Volume Stuck in "Error-Deleting" State due to ISCSI Errors
Problem
In the Openstack environments having ISCSI as a backend storage solution, the volumes deletion is stuck in "error deleting" state.
The volume status:
# openstack volume show <Volume_UUID> -f name -f id status -f os-vol-host-attr:host
+--------------------------------+--------------------------------------------------+
| Field | Value |
+--------------------------------+--------------------------------------------------+
| attachments | [] |
| id | [Volume-UUID] |
| name | [Volume_Name] |
| os-vol-host-attr:host | [Host-UUID]@lvm-backend |
| status | error_deleting |
| type | None |
+--------------------------------+--------------------------------------------------+
Diagnostics
In the cindervolume-base.log
within the location /var/log/pf9/
in the cinder host, below errors can be seen:
cinderhost:~$ zgrep -i [Volume-UUID] /var/log/pf9/cindervolume-base.log*
INFO cinder.volume.targets.tgt [Request_ID] None c114] Removing iscsi_target for Volume ID: [Volume-UUID]
ERROR cinder.volume.targets.tgt [[Request_ID] None c114] Failed to remove iscsi target for Volume ID: [Volume-UUID] : Unexpected error while running command.
tgt-admin --delete iqn.org.openstack:volume-[Volume-UUID] -f
ERROR oslo_messaging.rpc.server [Request_ID] None c114] Exception during message handling: cinder.exception.ISCSITargetRemoveFailed: Failed to remove iscsi target for volume [Volume-UUID].
TRACE oslo_messaging.rpc.server Command: tgt-admin --delete iqn.org.openstack:volume-[Volume-UUID] -f
TRACE oslo_messaging.rpc.server cinder.exception.ISCSITargetRemoveFailed: Failed to remove iscsi target for volume [Volume-UUID] .

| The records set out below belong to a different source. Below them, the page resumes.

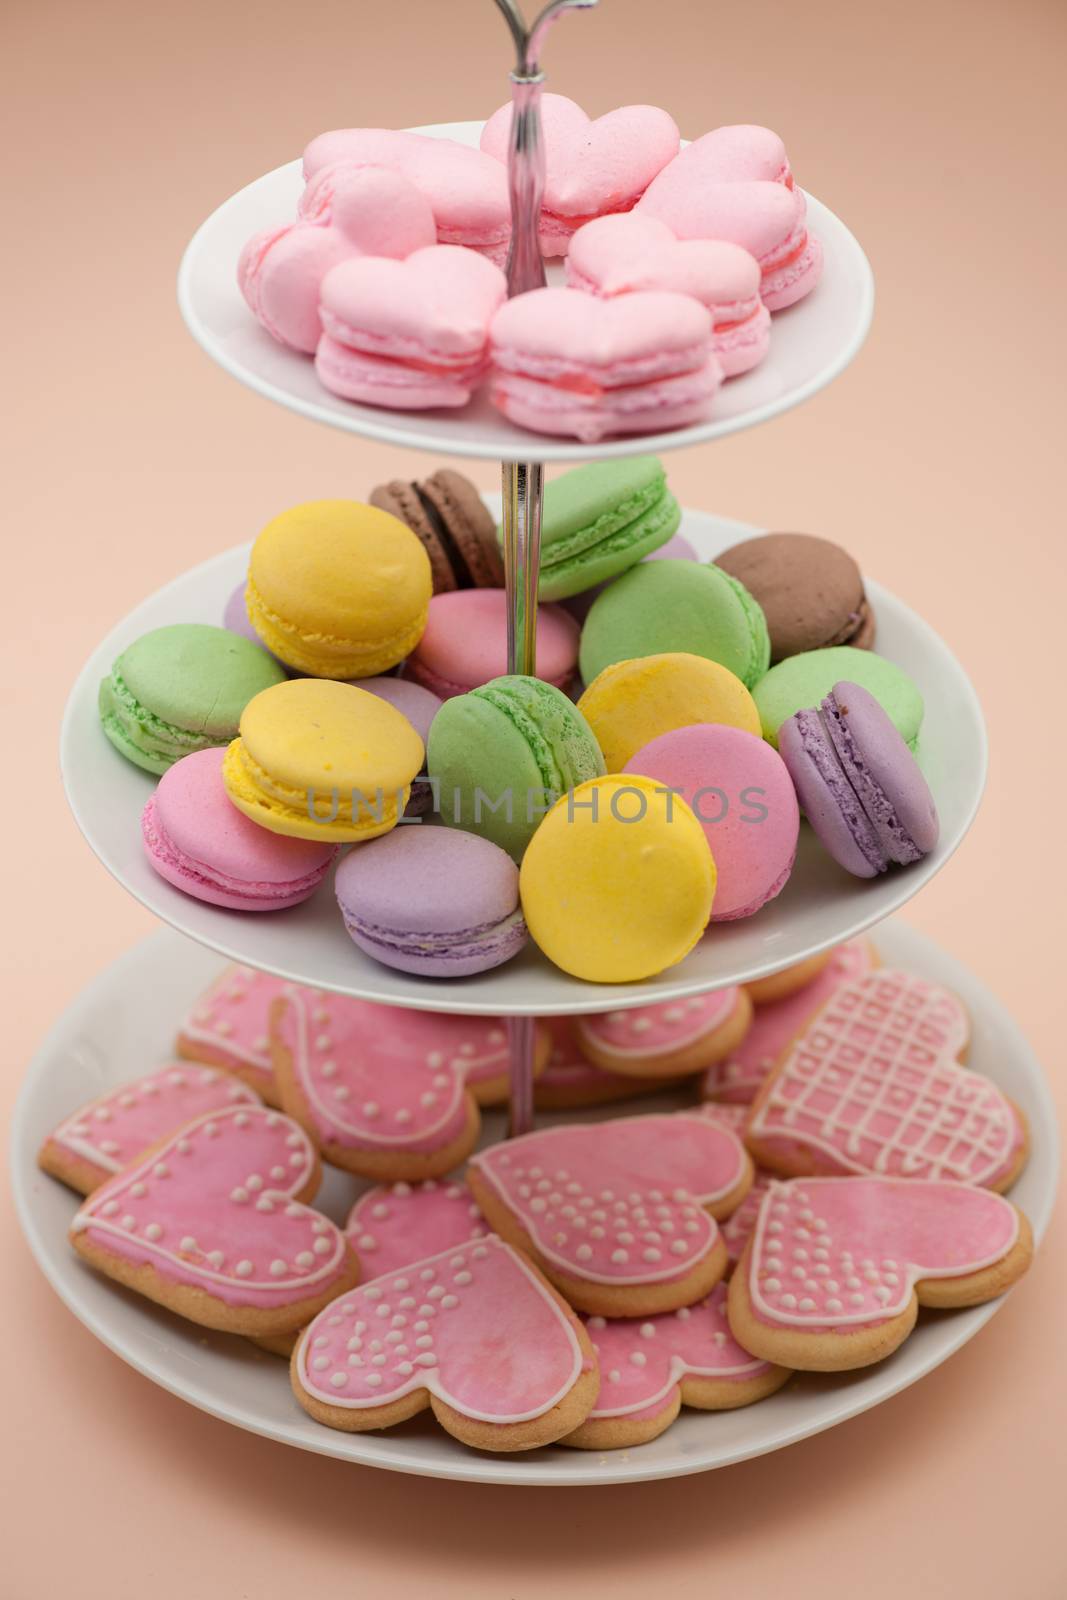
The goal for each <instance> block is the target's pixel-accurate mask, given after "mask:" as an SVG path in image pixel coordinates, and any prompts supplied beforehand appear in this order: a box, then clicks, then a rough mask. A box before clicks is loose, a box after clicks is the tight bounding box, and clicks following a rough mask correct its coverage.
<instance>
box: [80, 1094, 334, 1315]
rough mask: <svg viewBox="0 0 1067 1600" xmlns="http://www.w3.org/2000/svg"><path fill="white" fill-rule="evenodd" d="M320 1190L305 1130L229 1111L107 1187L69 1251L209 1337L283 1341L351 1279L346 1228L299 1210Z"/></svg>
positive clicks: (103, 1188)
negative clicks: (196, 1324)
mask: <svg viewBox="0 0 1067 1600" xmlns="http://www.w3.org/2000/svg"><path fill="white" fill-rule="evenodd" d="M317 1187H318V1160H317V1157H315V1152H314V1149H312V1146H310V1142H309V1139H307V1134H306V1133H304V1130H302V1128H298V1126H296V1123H294V1122H290V1118H288V1117H283V1115H282V1114H280V1112H277V1110H267V1109H266V1107H262V1106H232V1107H227V1109H224V1110H218V1112H208V1114H206V1115H203V1117H198V1118H197V1120H195V1122H190V1123H186V1125H184V1126H182V1128H181V1130H179V1131H178V1133H174V1134H171V1136H170V1138H168V1139H165V1141H163V1142H162V1144H158V1146H155V1149H154V1150H150V1152H149V1154H147V1155H144V1157H142V1158H141V1160H138V1162H134V1165H133V1166H126V1168H125V1170H123V1171H122V1173H120V1174H118V1176H117V1178H112V1179H110V1181H109V1182H106V1184H102V1187H99V1189H98V1190H96V1192H94V1194H93V1195H91V1198H90V1200H86V1202H85V1205H83V1206H82V1210H80V1211H78V1214H77V1216H75V1219H74V1222H72V1226H70V1242H72V1245H74V1248H75V1250H77V1251H78V1254H80V1256H83V1258H85V1259H86V1261H90V1262H91V1264H93V1266H94V1267H98V1269H99V1270H101V1272H106V1274H107V1275H109V1277H112V1278H115V1280H117V1282H118V1283H125V1285H126V1286H128V1288H133V1290H138V1293H141V1294H146V1296H147V1298H149V1299H154V1301H158V1304H160V1306H168V1307H170V1309H171V1310H176V1312H179V1314H181V1315H182V1317H189V1318H190V1320H192V1322H198V1323H203V1326H206V1328H221V1330H224V1331H226V1333H246V1334H251V1336H258V1334H272V1333H286V1331H290V1330H291V1328H299V1326H302V1325H304V1323H306V1322H307V1320H309V1318H310V1317H314V1315H315V1312H317V1310H318V1309H320V1307H322V1306H325V1304H326V1301H330V1299H333V1296H334V1294H339V1293H341V1291H342V1290H346V1288H350V1286H352V1285H354V1283H355V1282H357V1278H358V1261H357V1258H355V1254H354V1253H352V1250H350V1248H349V1243H347V1240H346V1237H344V1234H342V1232H341V1229H338V1227H336V1226H334V1224H333V1222H331V1221H330V1219H328V1218H325V1216H320V1214H318V1213H317V1211H312V1210H310V1208H309V1206H307V1205H302V1203H301V1200H306V1198H310V1197H312V1195H314V1194H315V1189H317ZM298 1197H299V1198H298Z"/></svg>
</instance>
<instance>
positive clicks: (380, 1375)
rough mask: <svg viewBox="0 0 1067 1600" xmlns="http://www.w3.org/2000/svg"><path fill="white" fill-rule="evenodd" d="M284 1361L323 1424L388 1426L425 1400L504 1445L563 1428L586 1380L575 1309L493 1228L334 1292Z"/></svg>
mask: <svg viewBox="0 0 1067 1600" xmlns="http://www.w3.org/2000/svg"><path fill="white" fill-rule="evenodd" d="M291 1371H293V1390H294V1394H296V1398H298V1400H299V1403H301V1405H302V1406H304V1410H306V1411H309V1413H310V1416H314V1418H315V1421H317V1422H325V1424H326V1427H338V1429H344V1430H346V1432H363V1430H366V1429H376V1427H392V1426H394V1424H395V1422H403V1421H405V1418H410V1416H414V1414H416V1413H418V1411H424V1410H426V1408H427V1406H430V1408H432V1411H434V1414H435V1418H437V1419H438V1422H440V1424H442V1427H445V1429H446V1430H448V1432H450V1434H453V1435H454V1437H456V1438H459V1440H461V1442H462V1443H466V1445H472V1446H475V1448H478V1450H507V1451H512V1450H530V1448H533V1446H536V1445H547V1443H552V1442H553V1440H557V1438H560V1437H561V1435H563V1434H569V1432H573V1429H574V1427H577V1426H579V1424H581V1422H582V1419H584V1418H585V1414H587V1413H589V1408H590V1406H592V1403H593V1400H595V1398H597V1387H598V1373H597V1357H595V1354H593V1349H592V1344H590V1341H589V1334H587V1333H585V1330H584V1326H582V1325H581V1322H579V1320H577V1317H574V1314H573V1312H571V1310H569V1307H568V1306H566V1304H565V1302H563V1301H561V1299H560V1296H558V1294H557V1293H555V1291H553V1290H552V1286H550V1285H549V1283H545V1280H544V1278H542V1277H541V1274H539V1272H537V1270H536V1269H534V1267H533V1266H531V1264H530V1262H528V1261H526V1259H525V1258H523V1256H522V1254H518V1251H515V1250H512V1248H510V1246H509V1245H506V1243H504V1242H502V1240H501V1238H496V1237H493V1235H488V1237H486V1238H482V1240H474V1242H469V1243H466V1245H461V1246H459V1248H458V1250H456V1251H448V1250H446V1251H445V1253H443V1254H438V1256H430V1258H424V1259H422V1261H416V1262H413V1264H411V1266H410V1267H405V1270H403V1272H402V1274H400V1275H397V1277H394V1275H392V1274H387V1275H386V1277H379V1278H376V1280H374V1282H373V1283H366V1285H365V1286H363V1288H360V1290H357V1291H355V1293H354V1294H346V1296H344V1298H342V1299H339V1301H334V1304H333V1306H330V1307H328V1309H326V1312H323V1314H322V1315H320V1317H317V1318H315V1322H314V1323H312V1325H310V1328H307V1331H306V1333H304V1336H302V1339H301V1342H299V1344H298V1347H296V1352H294V1355H293V1368H291Z"/></svg>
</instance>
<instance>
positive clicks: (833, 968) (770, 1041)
mask: <svg viewBox="0 0 1067 1600" xmlns="http://www.w3.org/2000/svg"><path fill="white" fill-rule="evenodd" d="M873 960H875V957H873V950H872V947H870V944H869V942H867V939H849V941H848V944H840V946H838V947H837V950H835V952H833V955H832V957H830V960H829V962H827V965H825V966H824V968H822V971H821V973H819V974H817V976H816V978H813V981H811V982H809V984H805V986H803V989H797V990H795V992H793V994H792V995H787V997H785V998H784V1000H771V1002H769V1003H768V1005H760V1006H757V1008H755V1018H753V1022H752V1027H750V1029H749V1032H747V1034H745V1037H744V1038H742V1042H741V1043H739V1045H737V1048H736V1050H734V1051H733V1054H731V1056H728V1058H726V1061H720V1062H718V1064H717V1066H713V1067H709V1069H707V1074H705V1077H704V1085H702V1093H704V1096H705V1098H707V1099H725V1101H744V1102H749V1101H753V1099H755V1096H757V1094H758V1091H760V1088H761V1086H763V1080H765V1078H766V1075H768V1072H769V1070H771V1067H773V1066H776V1064H777V1058H779V1056H781V1053H782V1051H784V1050H785V1045H789V1042H790V1040H792V1038H795V1035H797V1034H798V1032H800V1030H801V1027H805V1026H806V1024H808V1022H809V1021H811V1018H813V1016H814V1014H816V1011H819V1010H821V1006H824V1005H825V1002H827V1000H829V998H830V997H832V995H833V994H835V992H837V990H838V989H840V987H841V984H846V982H849V981H851V979H854V978H862V976H864V974H865V973H869V971H870V970H872V968H873Z"/></svg>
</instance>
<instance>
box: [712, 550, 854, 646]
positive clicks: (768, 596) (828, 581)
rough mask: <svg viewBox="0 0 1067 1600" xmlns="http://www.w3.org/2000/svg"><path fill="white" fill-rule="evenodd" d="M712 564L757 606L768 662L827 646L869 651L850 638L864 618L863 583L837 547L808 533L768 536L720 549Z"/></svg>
mask: <svg viewBox="0 0 1067 1600" xmlns="http://www.w3.org/2000/svg"><path fill="white" fill-rule="evenodd" d="M715 565H717V566H721V570H723V571H725V573H729V574H731V576H733V578H736V579H737V581H739V582H742V584H744V586H745V589H747V590H749V592H750V594H752V595H753V597H755V598H757V600H758V602H760V605H761V608H763V614H765V618H766V626H768V632H769V635H771V661H773V662H777V661H784V659H785V656H798V654H803V653H805V651H808V650H819V648H822V646H829V645H853V646H854V648H869V646H867V645H865V642H864V643H861V642H859V640H857V637H856V635H857V634H861V630H862V627H864V622H865V619H867V616H869V608H867V600H865V595H864V579H862V574H861V571H859V566H857V565H856V562H854V560H853V557H851V555H849V554H848V550H843V549H841V546H840V544H833V542H832V541H830V539H819V538H816V536H814V534H808V533H768V534H765V536H763V538H760V539H744V541H742V542H741V544H734V546H731V547H729V549H728V550H723V552H721V555H717V557H715ZM872 632H873V629H872ZM872 643H873V638H872Z"/></svg>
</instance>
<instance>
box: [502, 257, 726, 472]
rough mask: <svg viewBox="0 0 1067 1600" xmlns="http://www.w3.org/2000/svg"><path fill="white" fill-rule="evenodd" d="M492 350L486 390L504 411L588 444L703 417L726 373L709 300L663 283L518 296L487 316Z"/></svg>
mask: <svg viewBox="0 0 1067 1600" xmlns="http://www.w3.org/2000/svg"><path fill="white" fill-rule="evenodd" d="M491 354H493V376H491V382H490V398H491V400H493V405H494V406H498V410H499V411H502V413H504V416H507V418H509V419H510V421H512V422H517V424H518V426H520V427H530V429H533V430H534V432H537V434H573V435H574V437H576V438H581V440H582V442H584V443H597V440H600V438H605V437H606V435H609V434H645V432H649V430H653V429H672V427H683V426H686V424H689V422H699V421H701V419H702V418H705V416H707V413H709V410H710V403H712V400H713V397H715V390H717V389H718V386H720V382H721V378H723V370H721V366H720V365H718V360H717V357H715V354H713V352H712V315H710V312H709V310H707V307H705V306H701V304H699V302H697V301H694V299H689V298H688V296H685V294H669V293H659V291H656V293H646V294H624V296H621V298H619V299H609V301H601V299H595V298H592V296H590V294H582V293H581V291H579V290H566V288H547V290H533V293H530V294H518V296H517V298H515V299H510V301H507V304H506V306H502V307H501V309H499V310H498V314H496V317H494V318H493V328H491Z"/></svg>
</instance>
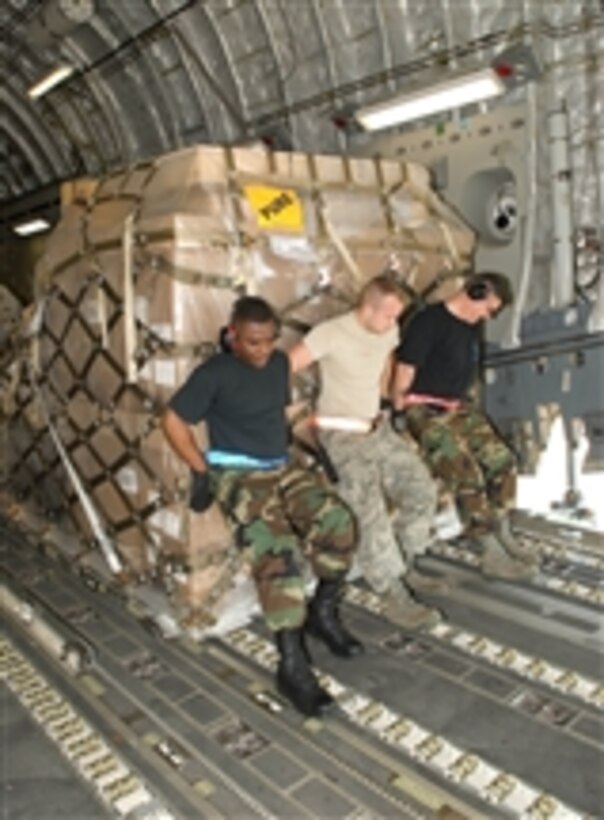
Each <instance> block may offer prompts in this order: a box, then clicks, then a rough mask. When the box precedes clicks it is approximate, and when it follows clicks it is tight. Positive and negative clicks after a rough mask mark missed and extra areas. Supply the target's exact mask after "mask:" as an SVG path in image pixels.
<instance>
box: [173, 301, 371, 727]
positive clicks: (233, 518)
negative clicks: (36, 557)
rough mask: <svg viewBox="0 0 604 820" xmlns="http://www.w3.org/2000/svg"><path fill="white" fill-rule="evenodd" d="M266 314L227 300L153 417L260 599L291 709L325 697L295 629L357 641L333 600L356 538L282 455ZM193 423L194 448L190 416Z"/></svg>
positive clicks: (315, 702)
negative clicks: (204, 434) (255, 584)
mask: <svg viewBox="0 0 604 820" xmlns="http://www.w3.org/2000/svg"><path fill="white" fill-rule="evenodd" d="M277 336H278V320H277V317H276V316H275V314H274V312H273V310H272V308H271V306H270V305H269V304H268V303H267V302H265V301H264V300H263V299H260V298H257V297H254V296H244V297H242V298H241V299H239V300H238V301H237V302H236V303H235V306H234V308H233V312H232V316H231V321H230V326H229V329H228V340H225V339H223V340H222V341H223V348H224V347H225V342H226V341H228V351H229V352H226V351H225V350H224V349H223V351H222V352H220V353H217V354H216V355H214V356H212V357H211V358H210V359H208V361H207V362H204V363H203V364H201V365H199V367H197V368H196V369H195V370H194V371H193V372H192V373H191V375H190V376H189V378H188V379H187V381H186V382H185V383H184V385H183V386H182V387H181V388H180V389H179V390H178V391H177V392H176V394H175V395H174V396H173V397H172V399H171V400H170V403H169V406H168V408H167V410H166V412H165V413H164V416H163V419H162V427H163V431H164V433H165V435H166V438H167V439H168V442H169V443H170V444H171V446H172V447H173V448H174V450H175V451H176V453H177V454H178V455H179V456H180V458H181V459H182V460H183V461H184V462H185V463H186V464H187V465H188V466H189V467H190V468H191V471H192V491H191V499H190V506H191V508H192V509H193V510H194V511H196V512H200V513H201V512H203V511H204V510H206V509H207V508H208V507H209V506H210V504H212V503H213V501H214V500H215V501H216V502H217V503H218V504H219V506H220V507H221V509H222V511H223V513H224V515H225V516H226V518H227V520H228V521H229V522H230V523H231V525H232V527H233V532H234V538H235V542H236V544H237V546H238V547H239V548H240V549H241V550H242V552H243V553H244V555H245V556H246V557H247V559H248V560H249V562H250V565H251V570H252V575H253V578H254V581H255V583H256V587H257V590H258V597H259V599H260V605H261V607H262V610H263V612H264V616H265V620H266V623H267V626H268V627H269V629H270V630H271V631H272V632H273V633H274V634H275V640H276V644H277V649H278V653H279V660H278V666H277V686H278V688H279V691H280V692H281V693H282V694H284V695H285V696H286V697H287V698H289V700H291V702H292V703H293V704H294V706H295V707H296V708H297V709H298V710H299V711H300V712H302V713H303V714H305V715H309V716H313V715H319V714H321V713H322V712H323V711H324V710H325V709H326V708H327V707H328V706H329V705H330V704H331V702H332V698H331V696H330V695H329V693H328V692H327V691H326V690H324V689H323V688H322V687H321V685H320V684H319V682H318V680H317V679H316V677H315V675H314V673H313V671H312V668H311V666H310V662H311V661H310V655H309V652H308V649H307V647H306V643H305V638H304V632H305V631H306V632H310V634H312V635H313V636H314V637H316V638H318V639H320V640H322V641H323V642H324V643H325V644H326V645H327V647H328V649H329V650H330V651H331V652H332V653H333V654H335V655H338V656H339V657H344V658H351V657H353V656H355V655H358V654H359V653H360V652H362V649H363V647H362V645H361V643H360V642H359V641H357V640H356V638H354V637H353V636H352V635H351V634H350V633H349V632H348V631H347V630H346V629H345V627H344V626H343V624H342V622H341V620H340V614H339V600H340V596H341V592H342V585H343V582H344V578H345V576H346V573H347V572H348V569H349V567H350V564H351V561H352V553H353V550H354V548H355V546H356V525H355V521H354V517H353V515H352V513H351V511H350V510H349V509H348V507H347V506H346V505H345V504H344V502H343V501H341V500H340V498H339V497H338V496H337V495H336V493H335V491H334V490H332V489H331V488H330V487H329V486H328V485H327V484H326V483H325V482H323V481H322V480H321V478H320V477H319V476H318V474H317V473H315V472H312V471H310V470H307V469H303V468H302V467H298V466H296V465H294V464H292V463H291V462H290V461H289V460H288V457H287V445H288V434H287V423H286V417H285V408H286V406H287V405H288V404H289V401H290V399H289V393H290V391H289V382H290V369H289V363H288V359H287V356H286V355H285V354H284V353H283V352H282V351H280V350H276V349H275V345H276V341H277ZM202 420H204V421H205V422H206V425H207V429H208V438H209V448H208V449H207V450H206V451H205V452H204V453H201V452H200V450H199V448H198V447H197V444H196V441H195V438H194V435H193V431H192V429H191V427H192V425H195V424H197V423H198V422H200V421H202ZM298 550H300V551H302V552H303V553H304V555H305V556H306V557H307V558H308V560H309V561H310V563H311V566H312V568H313V570H314V574H315V575H316V577H317V579H318V583H317V587H316V590H315V593H314V595H313V598H312V600H311V601H310V602H309V604H308V606H307V605H306V602H305V595H304V584H303V580H302V577H301V574H300V570H299V567H298V561H297V553H298Z"/></svg>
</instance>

The fdisk output will be having osprober results for the specific affected volume in the cinder host:
$ sudo fdisk -l | grep -i osprob | grep '<Volume-UUID>'
Disk /dev/mapper/osprober-linux-cinder--volumes-volume--[Volume-UUID1] : 10 GiB, 10737418240 bytes, 20971520 sectors
Environment
- Platform9 Managed OpenStack - v5.10 and Higher
Cause
When os-prober
is enabled, the grub-update
process utilizes grub-mount
to scan devices for operating systems and potentially adds them to the boot menu. However, in some cases, grub-update
fails to unmount these devices, leading to potential issues.
The grub-update
process is automatically triggered when a new kernel is installed, which can occur during routine or automatic security updates. If os-prober
remains enabled, it may cause unwanted behavior due to its mounting and unmounting process.
Solution
Steps the delete volumes in "error-deleting" status are:
- Update
GRUB_DISABLE_OS_PROBER=true
in the file/etc/default/grub
. - Perform grub update using the command:
update-grub
- Set the volume status detached in Cinder :
# cinder reset-state <volume ID> --state available --attach-status detached
- Now delete the volume using:
# cinder delete <volume ID>
Validation
Once the volume is deleted, the volume show ouput should mention the volume does not exist:
$ openstack volume show <Volume UUID>
No volume with a name or ID of '[Volume UUID]' exists.
Additional Information
From the error it indicates that the Cinder service is unable to delete the volume:
And, if the manual deletion of the ISCSI target is also failing, this is an issue specific to the underlying storage. It is recommended to fix the underlying storage-related issues with the ISCSI vendors to prevent recurring volume deletion failures from the Openstack side.
As a workaround to unblock the volume deletion within Openstack, please reach out to the Platform9 support team, where the affected volumes will be removed from the backend database manually by the Platform9 support team using below command.
$ mysql cinder -e "UPDATE volumes SET host = NULL where id='<Volume-UUID>';"
After the above change, the user should be able to delete the volume directly.